The President of the Republic is both chief of state and head of government, and is elected every four years by popular vote. The current President, Sebastián Piñera Echenique, was elected in 2010. Under current Chilean law, the President may only hold office for a single four-year period, without the possibility of immediate re-election.
The President is in charge of the general administration of the government, as well as drafting, endorsing, and promulgating laws. He or she is also empowered to appoint the maximum regional authorities in the country – the Intendants of the 15 regions and the Governors of the 53 provinces. The President may also appoint and remove ministers from the cabinet, as well as their closest collaborators.
The work of the legislature takes place in the National Congress, comprised of the Chamber of Deputies and the Senate.
The country’s citizens elect deputies every four years and senators every eight using a unique binomial system that is designed to promote bipartisanship. Under the system, each coalition can present two candidates for the two Senate and two lower-chamber seats apportioned to each chamber’s electoral districts. Only if the leading coalition ticket outpolls the second-place coalition by a margin of more than 2-to-1 does the winning coalition gain both seats.
The Chamber of Deputies is comprised of 120 representatives. Each one of the districts represented by the Deputies has at least one “comuna”, or municipality, the smallest of the country’s political-administrative units.
In addition to drafting and amending laws, deputies engage in oversight of government activities in accordance with the powers that the Constitution bestows upon them.
The Senate is comprised of 38 representatives. Each of its constituencies is a single region which elects two senators. Its principal responsibility is to work toward the formation of laws, together with the Chamber of Deputies. Its exclusive powers include hearing the accusations the Chamber of Deputies present against certain authorities, to give or deny its consent to presidential actions in those cases required by the Constitution or the law, and to decide on the impeachment of a government authority, though only in very exceptional cases.
The Chilean Judicial Branch is empowered to hear civil and criminal cases, resolve them, and execute their rulings. The highest court is the Supreme Court, which has 21 judges appointed by the President of the Republic subject to prior Senate approval.

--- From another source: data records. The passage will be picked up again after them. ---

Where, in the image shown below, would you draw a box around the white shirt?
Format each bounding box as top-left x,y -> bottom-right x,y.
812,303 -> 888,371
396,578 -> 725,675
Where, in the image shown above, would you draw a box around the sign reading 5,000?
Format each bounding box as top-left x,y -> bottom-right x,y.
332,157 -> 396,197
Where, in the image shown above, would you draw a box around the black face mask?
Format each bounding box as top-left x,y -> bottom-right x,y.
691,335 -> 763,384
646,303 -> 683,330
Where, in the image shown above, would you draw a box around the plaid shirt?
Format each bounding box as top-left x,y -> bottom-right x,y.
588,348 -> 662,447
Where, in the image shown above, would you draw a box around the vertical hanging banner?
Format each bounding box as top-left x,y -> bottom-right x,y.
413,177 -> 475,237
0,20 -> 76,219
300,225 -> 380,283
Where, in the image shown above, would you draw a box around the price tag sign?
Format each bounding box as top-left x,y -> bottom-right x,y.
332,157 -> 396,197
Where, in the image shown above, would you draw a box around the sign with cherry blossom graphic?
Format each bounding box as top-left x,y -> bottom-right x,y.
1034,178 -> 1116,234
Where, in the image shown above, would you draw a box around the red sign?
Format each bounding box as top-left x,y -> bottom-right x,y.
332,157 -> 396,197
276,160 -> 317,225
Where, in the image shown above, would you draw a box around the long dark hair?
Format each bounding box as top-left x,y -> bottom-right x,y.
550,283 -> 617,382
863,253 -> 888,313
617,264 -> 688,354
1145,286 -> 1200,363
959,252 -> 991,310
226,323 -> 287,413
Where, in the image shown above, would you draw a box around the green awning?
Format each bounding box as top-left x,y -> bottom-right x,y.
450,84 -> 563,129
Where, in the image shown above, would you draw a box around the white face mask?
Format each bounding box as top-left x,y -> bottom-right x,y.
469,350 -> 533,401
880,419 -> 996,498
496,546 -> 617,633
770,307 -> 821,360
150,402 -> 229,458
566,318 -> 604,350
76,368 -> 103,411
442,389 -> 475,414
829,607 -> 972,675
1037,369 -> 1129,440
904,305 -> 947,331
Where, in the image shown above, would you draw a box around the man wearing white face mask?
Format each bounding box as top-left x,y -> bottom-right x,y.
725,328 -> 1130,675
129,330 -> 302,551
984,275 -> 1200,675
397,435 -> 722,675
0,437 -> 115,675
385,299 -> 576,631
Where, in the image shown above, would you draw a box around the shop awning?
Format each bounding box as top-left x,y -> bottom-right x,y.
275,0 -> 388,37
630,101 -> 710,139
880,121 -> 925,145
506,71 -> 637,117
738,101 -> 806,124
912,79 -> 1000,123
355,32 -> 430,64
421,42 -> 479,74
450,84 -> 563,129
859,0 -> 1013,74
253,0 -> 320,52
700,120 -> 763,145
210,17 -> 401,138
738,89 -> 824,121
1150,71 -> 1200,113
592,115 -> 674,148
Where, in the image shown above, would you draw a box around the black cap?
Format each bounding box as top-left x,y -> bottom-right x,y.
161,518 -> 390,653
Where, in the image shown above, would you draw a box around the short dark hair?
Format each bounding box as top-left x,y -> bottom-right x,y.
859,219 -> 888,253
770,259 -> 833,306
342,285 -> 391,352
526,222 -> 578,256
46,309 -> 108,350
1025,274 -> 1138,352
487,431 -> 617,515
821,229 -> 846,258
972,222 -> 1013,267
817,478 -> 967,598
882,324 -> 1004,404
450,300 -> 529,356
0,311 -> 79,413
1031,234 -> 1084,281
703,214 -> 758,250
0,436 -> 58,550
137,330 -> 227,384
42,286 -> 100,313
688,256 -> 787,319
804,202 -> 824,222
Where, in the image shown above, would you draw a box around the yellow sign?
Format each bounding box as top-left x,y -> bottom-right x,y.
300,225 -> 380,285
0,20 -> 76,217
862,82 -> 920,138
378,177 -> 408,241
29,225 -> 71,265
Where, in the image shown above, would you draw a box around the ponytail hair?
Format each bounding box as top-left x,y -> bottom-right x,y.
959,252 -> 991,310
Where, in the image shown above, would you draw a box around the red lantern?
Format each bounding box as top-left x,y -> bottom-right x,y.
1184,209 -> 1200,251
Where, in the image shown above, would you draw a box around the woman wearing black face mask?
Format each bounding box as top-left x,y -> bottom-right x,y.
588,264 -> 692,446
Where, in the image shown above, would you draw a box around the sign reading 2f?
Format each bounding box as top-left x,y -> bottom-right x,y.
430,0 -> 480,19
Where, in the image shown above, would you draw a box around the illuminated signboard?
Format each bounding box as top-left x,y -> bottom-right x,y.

Along with the Supreme Court, the judicial branch is comprised principally of permanent courts including the Appeals Courts, the Court Presidents and Judges, Trial Courts, Guarantee Courts, and Criminal Oral Trial Courts.
In addition there exist special tribunals, such as the Family Courts, the Labor Trial Courts, the Labor and Pension Collection Courts and Military Tribunals in times of peace.
Over the last decade Chile underwent a profound judicial reform that has transformed the criminal procedures system from one based on an inquisitive procedure that had been in effect since the early 19th century to a modernized accusatory model with oral trials.
The new Criminal Procedures Code establishes that investigations and accusations in criminal cases be placed in the hands of the recently created Public Prosecutor’s Office, an autonomous institution for the administration of justice.
The same reform created the Public Defender’s Office for criminal cases, an institution under the supervision of the President of the Republic through the Justice Ministry that is in charge of representing those accused of a crime who do not have an attorney.
The transformation of the criminal procedures system also created the Guarantee Courts to protect the rights of victims, witnesses, and the accused during proceedings, along with the Criminal Oral Trial Courts. The latter are presided over by a bench of judges charged with hearing and guiding the debate during oral trials. They subsequently determine the guilt or innocence of the accused.